Хохот обеих женщин скрылся в сумрачных переулках, а Леон невольно замедлил шаг и вскоре вовсе остановился. В углу между двух домов, укрытый темнотой подступающей ночи, раскинулся небольшой шатёр, откуда, судя по всему, и вышли женщины. Должно быть, там находилась гадалка, скорее всего, цыганка, которая предсказывала судьбу всем желающим. Леон никогда не верил в колдовство и предсказания, всех гадалок он считал обыкновенными мошенницами, но тянущее чувство одиночества заставило его сделать шаг по направлению к шатру, затем ещё и ещё.

«В конце концов, что случится, если я зайду туда и спрошу о своём будущем?» – с неясной тревогой подумал он. «Предсказательница – наверняка какая-нибудь древняя старуха с низким голосом и седыми волосами, похожими на паутину, – наговорит мне всякой чепухи, и я даже могу сделать вид, что поверил ей – в том случае, если эта чепуха мне понравится. Не всё ли равно, где тратить деньги – в трактире, борделе или здесь?».

С этой мыслью он решительно преодолел оставшееся расстояние до шатра, откинул полог и, чуть пригнувшись, вошёл внутрь.

В нос Леону тут же ударило такое многообразие запахов, что он едва сдержал порыв прикрыть лицо рукой. У него возникло чувство, что в шатре собраны все растения и приправы, какие только есть на свете. Леон распознал полынь, розмарин, гвоздику, корицу, что-то, очень похожее на розу, а потом потряс головой и постарался не думать о запахах, искренне надеясь, что не расчихается.

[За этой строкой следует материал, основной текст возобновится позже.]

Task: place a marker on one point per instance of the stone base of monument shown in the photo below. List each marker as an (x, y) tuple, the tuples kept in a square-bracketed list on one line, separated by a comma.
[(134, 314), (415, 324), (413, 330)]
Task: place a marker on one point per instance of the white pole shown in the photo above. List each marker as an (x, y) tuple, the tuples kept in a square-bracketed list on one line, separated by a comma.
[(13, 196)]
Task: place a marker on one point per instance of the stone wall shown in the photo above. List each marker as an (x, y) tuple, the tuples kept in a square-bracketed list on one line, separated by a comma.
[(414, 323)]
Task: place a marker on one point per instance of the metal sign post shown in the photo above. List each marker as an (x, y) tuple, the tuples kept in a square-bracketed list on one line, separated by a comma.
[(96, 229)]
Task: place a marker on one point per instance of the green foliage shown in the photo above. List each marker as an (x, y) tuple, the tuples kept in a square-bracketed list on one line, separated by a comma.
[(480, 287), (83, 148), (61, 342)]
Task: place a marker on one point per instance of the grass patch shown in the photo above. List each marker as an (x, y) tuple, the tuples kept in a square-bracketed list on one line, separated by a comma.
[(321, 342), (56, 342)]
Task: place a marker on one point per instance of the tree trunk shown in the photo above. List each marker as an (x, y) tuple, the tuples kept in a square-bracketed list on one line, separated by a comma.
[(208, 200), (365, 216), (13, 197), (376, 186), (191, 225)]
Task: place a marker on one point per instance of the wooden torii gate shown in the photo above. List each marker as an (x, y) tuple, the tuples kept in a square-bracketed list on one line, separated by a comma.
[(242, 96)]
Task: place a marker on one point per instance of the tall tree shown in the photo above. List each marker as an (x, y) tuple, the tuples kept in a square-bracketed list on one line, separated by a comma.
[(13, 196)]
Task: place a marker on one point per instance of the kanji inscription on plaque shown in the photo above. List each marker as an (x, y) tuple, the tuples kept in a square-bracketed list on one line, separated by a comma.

Внутри шатра было сумрачно, свет исходил лишь от одной свечи, стоявшей поодаль в высоком узком подсвечнике, серебристо мерцавшем под падавшими на него отсветами огня. Сверху свисали какие-то обереги, сплетённые из травы и ветвей, украшенные камушками, бусинами и перьями, и Леон, проходя к гадалке, задел головой один из них. Тёмно-синие перья мягко мазнули его по правой щеке, и это почти невесомое прикосновение почему-то заставило его содрогнуться.

Гадалка сидела на подушке, перед ней стоял низкий деревянный столик, а с другой стороны от столика лежала ещё одна подушка, куда и опустился Леон. Подняв голову, он с удивлением увидел, что гадалка вовсе не стара. Она действительно была цыганкой, стройной и изящной, смуглой и темнобровой, с узким лицом, высоким лбом и решительным подбородком. Отблески пламени играли на её густых чёрных волосах и в глубине иссиня-чёрных глаз, вспыхивали золотыми искорками на больших серьгах в виде полумесяцев и сделанных из монеток бусах, бывших единственным украшением её тёмного платья, и тут же гасли. Несколько сбитый с толку тем, что гадалка ненамного старше его, если не моложе, Леон потерял весь свой настрой и взглянул на неё не насмешливо, как намеревался, а пытливо.